[<prev] [next>] [<thread-prev] [day] [month] [year] [list]
Message-ID: <e8fe4566bbd9490f6244c80fb4c6e0ea@codeaurora.org>
Date: Wed, 18 Dec 2019 12:16:28 -0800
From: nguyenb@...eaurora.org
To: Greg KH <gregkh@...uxfoundation.org>
Cc: ulf.hansson@...aro.org, robh+dt@...nel.org,
linux-mmc@...r.kernel.org, linux-kernel@...r.kernel.org,
asutoshd@...eaurora.org, cang@...eaurora.org,
"Bao D. Nguyen" <nguyenb@...cinc.com>
Subject: Re: [<PATCH v1> 9/9] mmc: sd: Fix trivial SD card issues
On 2019-12-18 00:29, Greg KH wrote:
> On Mon, Dec 16, 2019 at 06:50:42PM -0800, Bao D. Nguyen wrote:
>> From: "Bao D. Nguyen" <nguyenb@...cinc.com>
>>
>> Fix various trivial SD card issues.
>
> There are a number of real bugfixes in here, please split these out and
> put them at the beginning of the series so that they can be backported
> to the stable kernel tree. Specifics below:
>
>>
>> Signed-off-by: Bao D. Nguyen <nguyenb@...eaurora.org>
>> ---
>> drivers/mmc/core/block.c | 4 ++--
>> drivers/mmc/core/bus.c | 13 +++++++++++++
>> drivers/mmc/core/core.c | 13 ++++++++-----
>> drivers/mmc/core/sd.c | 9 ++++++---
>> 4 files changed, 29 insertions(+), 10 deletions(-)
>>
>> diff --git a/drivers/mmc/core/block.c b/drivers/mmc/core/block.c
>> index 95b41c0..200882d 100644
>> --- a/drivers/mmc/core/block.c
>> +++ b/drivers/mmc/core/block.c
>> @@ -653,13 +653,13 @@ static int mmc_blk_ioctl_cmd(struct mmc_blk_data
>> *md,
>> struct request *req;
>>
>> idata = mmc_blk_ioctl_copy_from_user(ic_ptr);
>> - if (IS_ERR(idata))
>> + if (IS_ERR_OR_NULL(idata))
>
> How can this function ever return NULL?
>
>> return PTR_ERR(idata);
>
> If NULL was returned, are you sure you can return 0 here? That implies
> that all went well, when obviously it did not.
>
> But again, I do not see how mmc_blk_ioctl_copy_from_user() can return
> NULL, do you?
>
>> /* This will be NULL on non-RPMB ioctl():s */
>> idata->rpmb = rpmb;
>>
>> card = md->queue.card;
>> - if (IS_ERR(card)) {
>> + if (IS_ERR_OR_NULL(card)) {
>
> How can card be NULL?
>
>> err = PTR_ERR(card);
>
> Again, returning "success" is ok? Are you sure?
>
>> goto cmd_done;
>> }
>> diff --git a/drivers/mmc/core/bus.c b/drivers/mmc/core/bus.c
>> index 74de3f2..fb17d21 100644
>> --- a/drivers/mmc/core/bus.c
>> +++ b/drivers/mmc/core/bus.c
>> @@ -131,6 +131,16 @@ static void mmc_bus_shutdown(struct device *dev)

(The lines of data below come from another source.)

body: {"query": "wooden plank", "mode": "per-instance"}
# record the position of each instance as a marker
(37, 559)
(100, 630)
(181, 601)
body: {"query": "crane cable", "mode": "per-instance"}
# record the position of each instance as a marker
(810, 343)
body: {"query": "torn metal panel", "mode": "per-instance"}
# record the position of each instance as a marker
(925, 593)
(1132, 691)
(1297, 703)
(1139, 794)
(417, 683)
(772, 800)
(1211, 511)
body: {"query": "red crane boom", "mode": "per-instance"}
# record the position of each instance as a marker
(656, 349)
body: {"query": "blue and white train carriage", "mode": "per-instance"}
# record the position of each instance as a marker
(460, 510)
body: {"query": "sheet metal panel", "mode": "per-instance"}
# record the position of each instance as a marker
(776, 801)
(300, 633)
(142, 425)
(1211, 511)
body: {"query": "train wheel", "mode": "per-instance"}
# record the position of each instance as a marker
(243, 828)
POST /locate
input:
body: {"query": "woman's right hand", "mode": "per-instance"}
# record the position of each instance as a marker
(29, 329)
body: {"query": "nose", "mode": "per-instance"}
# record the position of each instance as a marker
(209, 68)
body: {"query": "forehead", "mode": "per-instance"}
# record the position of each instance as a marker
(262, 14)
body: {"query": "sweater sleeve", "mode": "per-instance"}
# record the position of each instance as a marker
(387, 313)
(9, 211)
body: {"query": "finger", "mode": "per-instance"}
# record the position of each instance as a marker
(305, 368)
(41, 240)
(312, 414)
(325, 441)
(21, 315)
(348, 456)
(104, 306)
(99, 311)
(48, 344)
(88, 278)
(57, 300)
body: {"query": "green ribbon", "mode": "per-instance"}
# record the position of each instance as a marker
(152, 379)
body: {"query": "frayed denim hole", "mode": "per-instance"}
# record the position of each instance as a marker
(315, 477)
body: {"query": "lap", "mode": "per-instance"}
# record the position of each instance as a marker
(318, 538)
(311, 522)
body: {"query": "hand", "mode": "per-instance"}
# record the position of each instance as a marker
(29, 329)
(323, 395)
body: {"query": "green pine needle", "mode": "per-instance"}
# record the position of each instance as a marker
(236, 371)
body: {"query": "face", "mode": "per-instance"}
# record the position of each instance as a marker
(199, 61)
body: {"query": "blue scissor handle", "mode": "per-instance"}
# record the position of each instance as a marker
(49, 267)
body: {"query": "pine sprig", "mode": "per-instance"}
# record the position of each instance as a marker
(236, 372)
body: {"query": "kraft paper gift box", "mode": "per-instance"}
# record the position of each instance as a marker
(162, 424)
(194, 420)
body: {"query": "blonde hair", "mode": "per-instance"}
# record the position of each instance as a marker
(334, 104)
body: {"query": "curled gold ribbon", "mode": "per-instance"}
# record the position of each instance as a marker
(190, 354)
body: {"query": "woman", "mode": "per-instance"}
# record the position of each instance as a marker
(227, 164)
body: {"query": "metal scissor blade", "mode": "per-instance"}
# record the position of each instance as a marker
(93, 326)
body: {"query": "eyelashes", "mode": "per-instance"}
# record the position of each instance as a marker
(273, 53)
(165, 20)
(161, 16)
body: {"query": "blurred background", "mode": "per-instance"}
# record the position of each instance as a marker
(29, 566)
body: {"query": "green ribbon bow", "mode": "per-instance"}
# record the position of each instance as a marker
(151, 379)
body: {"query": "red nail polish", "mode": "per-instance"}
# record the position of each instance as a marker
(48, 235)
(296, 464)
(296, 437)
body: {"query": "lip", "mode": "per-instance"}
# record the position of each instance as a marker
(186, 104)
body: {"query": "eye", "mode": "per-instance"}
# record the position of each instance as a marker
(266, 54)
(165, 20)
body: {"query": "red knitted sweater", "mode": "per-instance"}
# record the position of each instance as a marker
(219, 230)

>> struct mmc_host *host = card->host;
>> int ret;
>>
>> + if (!drv) {
>> + pr_debug("%s: %s: drv is NULL\n", dev_name(dev), __func__);
>
> How can this ever happen?
>
> And never use pr_* calls in a driver, you have a valid device, use
> dev_dbg() and friends.
>
>> + return;
>> + }
>> +
>> + if (!card) {
>> + pr_debug("%s: %s: card is NULL\n", dev_name(dev), __func__);
>
> Same here, how can this ever happen?
>
>> + return;
>> + }
>> +
>> if (dev->driver && drv->shutdown)
>> drv->shutdown(card);
>>
>> @@ -247,12 +257,15 @@ void mmc_unregister_driver(struct mmc_driver
>> *drv)
>> static void mmc_release_card(struct device *dev)
>> {
>> struct mmc_card *card = mmc_dev_to_card(dev);
>> + struct mmc_host *host = card->host;
>>
>> sdio_free_common_cis(card);
>>
>> kfree(card->info);
>>
>> kfree(card);
>> + if (host)
>> + host->card = NULL;
>
> Why are you setting this to null? Does this solve some race condition
> that you are then catching in the shutdown callback? If so, this
> should
> be broken out as a separate bugfix and put earlier in the series as
> that
> should go to all stable kernels, right?
>
>> }
>>
>> /*
>> diff --git a/drivers/mmc/core/core.c b/drivers/mmc/core/core.c
>> index 38b0cec..13d496e 100644
>> --- a/drivers/mmc/core/core.c
>> +++ b/drivers/mmc/core/core.c
>> @@ -399,7 +399,7 @@ void mmc_wait_for_req_done(struct mmc_host *host,
>> struct mmc_request *mrq)
>> struct mmc_command *cmd;
>>
>> while (1) {
>> - wait_for_completion(&mrq->completion);
>> + wait_for_completion_io(&mrq->completion);
>
> Why this change? That seems like a big one. Why is this not a
> separate
> patch?
>
>>
>> cmd = mrq->cmd;
>>
>> @@ -666,6 +666,10 @@ void mmc_set_data_timeout(struct mmc_data *data,
>> const struct mmc_card *card)
>> {
>> unsigned int mult;
>>
>> + if (!card) {
>> + WARN_ON(1);
>
> And you just crashed systems that run with panic-on-warn :(
>
> How can this ever happen? If it is a real issue, catch it, log it, and
> then move on, don't splat the kernel log with a full traceback and
> reboot machines :(
>
>> + return;
>> + }
>> /*
>> * SDIO cards only define an upper 1 s limit on access.
>> */
>> @@ -2341,17 +2345,16 @@ void mmc_rescan(struct work_struct *work)
>>
>> void mmc_start_host(struct mmc_host *host)
>> {
>> + mmc_claim_host(host);
>
> What? This is a totally separate change, plaese break this out and
> describe what you are fixing here. Again, should be a bugfix for
> earlier in the series.
>
>> host->f_init = max(freqs[0], host->f_min);
>> host->rescan_disable = 0;
>> host->ios.power_mode = MMC_POWER_UNDEFINED;
>>
>> - if (!(host->caps2 & MMC_CAP2_NO_PRESCAN_POWERUP)) {
>> - mmc_claim_host(host);
>> + if (!(host->caps2 & MMC_CAP2_NO_PRESCAN_POWERUP))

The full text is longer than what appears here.